La République Démocratique du Congo (RDC), représentée par la Commission Nationale de contrôle des armes légères et de Petit calibre (CNC-ALPC) et le Mécanisme National de Suivi de l’accord-cadre d’Addis-Abeba (MNS), a participé au lancement d’un projet d’envergure sur la gestion des armes légères et de petit calibre (ALPC).
Facilitée par le bureau de l’envoyé spécial du Secrétaire général des Nations Unies pour la région des Grands Lacs, cette initiative a réuni, outre la RDC, l’Ouganda, le Rwanda, la Tanzanie et le Burundi. Des partenaires du système onusien, le Mécanisme conjoint de vérification et la CIRGL ont également pris part aux travaux.
L’objectif de cette rencontre était double : identifier les besoins nationaux et régionaux pour lutter contre le trafic transfrontalier d’armes et prendre des décisions concrètes pour diminuer le coût humain des conflits. Pour les experts réunis, l’enjeu est de renforcer la lutte contre la prolifération de ces armes qui alimentent l’instabilité dans la sous-région.

La délégation congolaise était composée de membres de premier plan : M. Bofaka John-César (Directeur des Opérations et de la formation de la CNC-ALPC), le Colonel Manix Utcha (Chef d’antenne Sud-Kivu) et le Général de brigade Duku François-Xavier (Conseiller militaire et coordonnateur du MNS).

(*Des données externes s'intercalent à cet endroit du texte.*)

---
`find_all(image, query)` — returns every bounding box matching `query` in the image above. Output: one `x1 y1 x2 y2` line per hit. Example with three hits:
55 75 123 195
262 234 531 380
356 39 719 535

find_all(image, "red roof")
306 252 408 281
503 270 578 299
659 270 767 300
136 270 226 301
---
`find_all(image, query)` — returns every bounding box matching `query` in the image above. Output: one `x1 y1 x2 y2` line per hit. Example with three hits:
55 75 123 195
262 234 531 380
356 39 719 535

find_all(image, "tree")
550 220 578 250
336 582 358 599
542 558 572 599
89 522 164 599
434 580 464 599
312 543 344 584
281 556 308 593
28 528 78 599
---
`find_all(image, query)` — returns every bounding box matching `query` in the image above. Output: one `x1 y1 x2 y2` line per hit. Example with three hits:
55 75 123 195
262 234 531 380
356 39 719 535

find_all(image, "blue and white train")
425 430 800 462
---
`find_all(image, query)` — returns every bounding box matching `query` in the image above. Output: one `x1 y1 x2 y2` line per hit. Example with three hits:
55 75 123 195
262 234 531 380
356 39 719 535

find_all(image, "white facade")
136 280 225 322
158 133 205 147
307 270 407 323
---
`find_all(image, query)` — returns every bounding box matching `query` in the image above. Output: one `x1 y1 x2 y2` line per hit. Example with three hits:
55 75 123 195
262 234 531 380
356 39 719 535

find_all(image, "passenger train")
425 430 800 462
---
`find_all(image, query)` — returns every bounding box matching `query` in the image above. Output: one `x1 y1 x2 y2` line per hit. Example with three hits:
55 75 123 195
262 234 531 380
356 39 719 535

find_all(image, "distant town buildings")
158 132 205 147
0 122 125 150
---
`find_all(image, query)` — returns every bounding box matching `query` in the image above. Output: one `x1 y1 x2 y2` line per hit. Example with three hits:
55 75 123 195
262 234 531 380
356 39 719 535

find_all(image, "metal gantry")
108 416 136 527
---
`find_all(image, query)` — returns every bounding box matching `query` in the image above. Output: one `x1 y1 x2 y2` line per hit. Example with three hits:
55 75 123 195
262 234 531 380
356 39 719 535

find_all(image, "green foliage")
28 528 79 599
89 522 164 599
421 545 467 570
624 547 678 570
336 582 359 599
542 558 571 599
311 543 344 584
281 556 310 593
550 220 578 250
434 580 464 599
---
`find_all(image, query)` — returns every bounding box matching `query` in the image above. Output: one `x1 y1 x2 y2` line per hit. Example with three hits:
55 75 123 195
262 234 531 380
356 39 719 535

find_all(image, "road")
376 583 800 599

Les cinq piliers de la stratégie congolaise

Au cours des échanges, la RDC, par la voix de son Directeur des Opérations et formation, a soumis cinq points stratégiques à inclure dans le plan d’action régional :
- Renouvellement du matériel : L’acquisition de nouvelles machines de marquage d’armes, en remplacement de celles volées par le Rwanda via le M23.
- Sécurisation des zones sensibles : Le marquage systématique des armes dans les zones sortant de conflits, particulièrement à Uvira.
- Encadrement juridique : La mise en place d’une procédure opérationnelle permanente (SOP) régionale sur la gestion des transferts d’armes, assortie de mesures de sanctions.
- Désarmement communautaire : Le lancement d’opérations de désarmement civil volontaire au sein des communautés frontalières.
- Traçabilité numérique : La création d’une base de données régionale sur les armes marquées afin de contrôler et d’identifier les flux d’armes transférées.
Ces travaux ont abouti à la validation du plan d’action par l’envoyé du Secrétaire général des Nations unies, marquant ainsi l’engagement des États de la région. Ce processus diplomatique et technique connaîtra une étape décisive le vendredi 13 juillet 2026, date à laquelle se tiendra la réunion des ministres pour entériner ces orientations.